A Brief Explanation of the Beginning

My childhood wasn’t bad. Let me make that clear. I came from a very stable home and was lucky enough to have parent that not only stayed together but loved each other and their children. Don’t get me wrong, like every other family my parents did fight but nothing like some other families experience. I always felt loved and we were privileged enough to have enough money to live a comfortable lifestyle. This was more so due to the sacrifices my parents made in which us children came first. We grew up understanding (or at least I did) that I couldn’t have everything I wanted and that money didn’t grow on trees. It was earned and reckless spending was not on.

So when did my problems start? I don’t remember exactly when but somewhere towards the end of my high school years things changed in the household. My sisters and I generally got along. We are all on the bigger side and always have been. My two older sisters had an issAue with this. While I have never had issues with my size or weight but more focused on my health the other two tried their best to lose weight with some things that worked and others that didn’t. Don’t get me wrong in hindsight both sisters had mental health issues surrounding their weight. Both tried fad diets and diet companies with varying results but nothing sustainable. Issues arrived when one of my sisters developed bulimia.

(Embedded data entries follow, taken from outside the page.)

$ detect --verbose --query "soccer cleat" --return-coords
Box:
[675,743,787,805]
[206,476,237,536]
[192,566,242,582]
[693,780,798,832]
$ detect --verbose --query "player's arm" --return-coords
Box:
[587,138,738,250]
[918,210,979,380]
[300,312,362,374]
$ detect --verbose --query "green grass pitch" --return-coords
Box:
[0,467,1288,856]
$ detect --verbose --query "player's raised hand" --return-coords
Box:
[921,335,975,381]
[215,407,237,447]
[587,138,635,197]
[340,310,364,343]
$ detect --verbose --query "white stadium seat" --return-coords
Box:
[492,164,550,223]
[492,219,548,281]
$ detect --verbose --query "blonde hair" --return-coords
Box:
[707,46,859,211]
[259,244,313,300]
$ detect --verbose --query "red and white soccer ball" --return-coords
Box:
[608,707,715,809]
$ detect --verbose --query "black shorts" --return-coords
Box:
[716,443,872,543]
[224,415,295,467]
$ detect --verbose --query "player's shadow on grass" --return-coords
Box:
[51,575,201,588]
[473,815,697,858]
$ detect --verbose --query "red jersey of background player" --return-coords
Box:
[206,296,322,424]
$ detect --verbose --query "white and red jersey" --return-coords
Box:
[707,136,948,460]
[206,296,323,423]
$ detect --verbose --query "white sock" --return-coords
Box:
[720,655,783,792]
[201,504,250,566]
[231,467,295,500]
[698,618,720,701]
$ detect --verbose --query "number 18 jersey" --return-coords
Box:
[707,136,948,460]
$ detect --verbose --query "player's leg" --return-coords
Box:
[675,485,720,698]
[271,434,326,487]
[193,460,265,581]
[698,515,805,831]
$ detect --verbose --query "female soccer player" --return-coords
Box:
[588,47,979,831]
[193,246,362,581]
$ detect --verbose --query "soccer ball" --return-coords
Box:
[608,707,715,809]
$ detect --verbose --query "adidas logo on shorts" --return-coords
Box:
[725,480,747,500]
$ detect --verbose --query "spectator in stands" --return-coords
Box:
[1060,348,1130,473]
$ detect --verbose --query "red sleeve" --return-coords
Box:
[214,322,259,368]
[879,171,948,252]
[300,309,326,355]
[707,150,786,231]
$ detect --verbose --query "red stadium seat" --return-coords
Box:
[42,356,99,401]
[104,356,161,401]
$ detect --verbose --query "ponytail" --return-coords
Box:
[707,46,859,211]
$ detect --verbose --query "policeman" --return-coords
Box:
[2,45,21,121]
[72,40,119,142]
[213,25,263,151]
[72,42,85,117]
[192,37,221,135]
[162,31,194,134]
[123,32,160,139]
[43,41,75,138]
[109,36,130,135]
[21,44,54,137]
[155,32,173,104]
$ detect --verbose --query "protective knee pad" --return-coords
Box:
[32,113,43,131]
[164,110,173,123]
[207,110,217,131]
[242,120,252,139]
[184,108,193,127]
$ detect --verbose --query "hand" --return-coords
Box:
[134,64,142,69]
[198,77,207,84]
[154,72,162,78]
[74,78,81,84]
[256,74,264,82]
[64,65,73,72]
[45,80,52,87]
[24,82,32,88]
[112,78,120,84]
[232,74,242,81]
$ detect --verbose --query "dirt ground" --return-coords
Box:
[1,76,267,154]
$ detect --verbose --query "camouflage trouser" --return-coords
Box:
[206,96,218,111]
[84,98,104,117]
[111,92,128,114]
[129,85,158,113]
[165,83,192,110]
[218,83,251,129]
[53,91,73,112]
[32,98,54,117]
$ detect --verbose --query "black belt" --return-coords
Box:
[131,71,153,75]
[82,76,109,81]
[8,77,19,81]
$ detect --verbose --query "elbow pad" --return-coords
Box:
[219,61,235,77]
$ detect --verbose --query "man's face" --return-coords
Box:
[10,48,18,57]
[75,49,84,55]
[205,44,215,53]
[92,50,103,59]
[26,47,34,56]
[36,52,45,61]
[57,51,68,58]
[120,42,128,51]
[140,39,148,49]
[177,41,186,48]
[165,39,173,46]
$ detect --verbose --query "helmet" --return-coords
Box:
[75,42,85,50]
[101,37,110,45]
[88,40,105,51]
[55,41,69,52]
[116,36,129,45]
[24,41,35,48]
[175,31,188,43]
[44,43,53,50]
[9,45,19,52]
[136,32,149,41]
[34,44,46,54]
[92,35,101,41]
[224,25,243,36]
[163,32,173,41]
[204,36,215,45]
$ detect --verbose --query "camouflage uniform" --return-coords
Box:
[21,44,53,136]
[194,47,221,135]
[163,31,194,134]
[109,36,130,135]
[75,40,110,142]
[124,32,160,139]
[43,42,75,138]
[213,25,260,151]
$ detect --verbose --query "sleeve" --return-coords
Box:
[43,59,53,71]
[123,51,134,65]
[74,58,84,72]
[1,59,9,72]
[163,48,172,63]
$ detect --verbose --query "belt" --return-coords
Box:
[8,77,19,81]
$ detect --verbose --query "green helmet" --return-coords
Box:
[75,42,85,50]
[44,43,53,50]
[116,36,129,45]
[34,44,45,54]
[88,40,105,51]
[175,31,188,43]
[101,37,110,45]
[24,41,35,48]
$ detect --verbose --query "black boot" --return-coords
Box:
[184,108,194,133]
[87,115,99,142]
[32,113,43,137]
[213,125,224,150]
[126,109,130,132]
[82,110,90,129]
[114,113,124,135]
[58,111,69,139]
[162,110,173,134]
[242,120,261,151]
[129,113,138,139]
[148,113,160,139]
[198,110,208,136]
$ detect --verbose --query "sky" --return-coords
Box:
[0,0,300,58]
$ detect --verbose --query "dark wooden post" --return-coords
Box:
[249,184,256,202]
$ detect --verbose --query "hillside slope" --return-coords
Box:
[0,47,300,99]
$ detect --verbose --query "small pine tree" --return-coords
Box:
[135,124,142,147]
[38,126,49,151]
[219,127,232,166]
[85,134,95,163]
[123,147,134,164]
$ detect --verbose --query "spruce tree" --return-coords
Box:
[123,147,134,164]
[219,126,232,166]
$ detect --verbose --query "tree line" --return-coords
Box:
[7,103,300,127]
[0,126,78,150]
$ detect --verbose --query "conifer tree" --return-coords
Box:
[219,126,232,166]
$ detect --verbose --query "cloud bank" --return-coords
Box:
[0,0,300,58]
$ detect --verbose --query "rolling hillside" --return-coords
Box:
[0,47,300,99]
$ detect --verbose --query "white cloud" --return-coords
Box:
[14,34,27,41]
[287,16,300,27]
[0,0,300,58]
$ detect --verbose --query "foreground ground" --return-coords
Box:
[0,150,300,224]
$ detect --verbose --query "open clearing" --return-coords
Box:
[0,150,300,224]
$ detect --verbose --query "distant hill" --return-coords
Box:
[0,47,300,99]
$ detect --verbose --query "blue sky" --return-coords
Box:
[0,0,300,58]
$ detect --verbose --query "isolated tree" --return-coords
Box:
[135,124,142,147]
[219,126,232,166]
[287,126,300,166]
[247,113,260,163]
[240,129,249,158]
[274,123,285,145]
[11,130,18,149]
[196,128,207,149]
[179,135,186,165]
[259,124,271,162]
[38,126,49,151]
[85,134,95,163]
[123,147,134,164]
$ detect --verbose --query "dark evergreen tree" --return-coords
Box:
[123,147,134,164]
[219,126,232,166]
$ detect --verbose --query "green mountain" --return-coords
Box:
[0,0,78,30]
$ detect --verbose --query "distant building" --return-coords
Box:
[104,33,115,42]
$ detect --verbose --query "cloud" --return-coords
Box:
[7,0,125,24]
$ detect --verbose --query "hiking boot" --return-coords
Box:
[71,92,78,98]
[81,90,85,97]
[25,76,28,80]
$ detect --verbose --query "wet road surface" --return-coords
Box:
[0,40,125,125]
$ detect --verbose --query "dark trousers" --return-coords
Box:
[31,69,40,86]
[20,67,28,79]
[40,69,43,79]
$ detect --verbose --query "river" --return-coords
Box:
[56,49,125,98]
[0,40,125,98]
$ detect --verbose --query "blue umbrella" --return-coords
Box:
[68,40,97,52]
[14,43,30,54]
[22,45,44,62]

We were close so I knew about it but I didn’t tell anyone as I didn’t want to out her. Now if you looked at her you would never know she had it as her weight didn’t drop rapidly and she never became very thin. But this was the beginning of the deterioration of family dynamics with her and the start of her blatant disrespect for others. The cycle would go on every day. Eat, eat, eat….go to the bathroom (my parents no less) to throw up.

Now I’m not sure if it was related as bulimia can cause mood swings etc but she mood and attitude became unbearable. While still young I ignored it and pretended like nothing however it was obvious she had blatant disrespect for my parents and still does. It was around this point of realisation and having grown up that I decided enough was enough. I wanted nothing to do with her anymore and was over it. Some of this stemmed from her not giving a damn while my mother went through treatment for metastatic lung cancer which pushed to the edge.

Fast forward to recent times and while my other sisters have no issues with her I no longer see her as family. She is in my eyes a parasite sucking the life out of my father and would do only things to benefit herself. This I will get into in other blogs. My sisters do not understand why I still do not like her however they do not see what I see. They believe she has stopped her eating disorder however she has progressed from throwing up at times to mainly taking laxatives to make it less obvious. They keep telling me she has changed. She has in fact gotten worse, more disrespectful and still one of the most selfish people I know.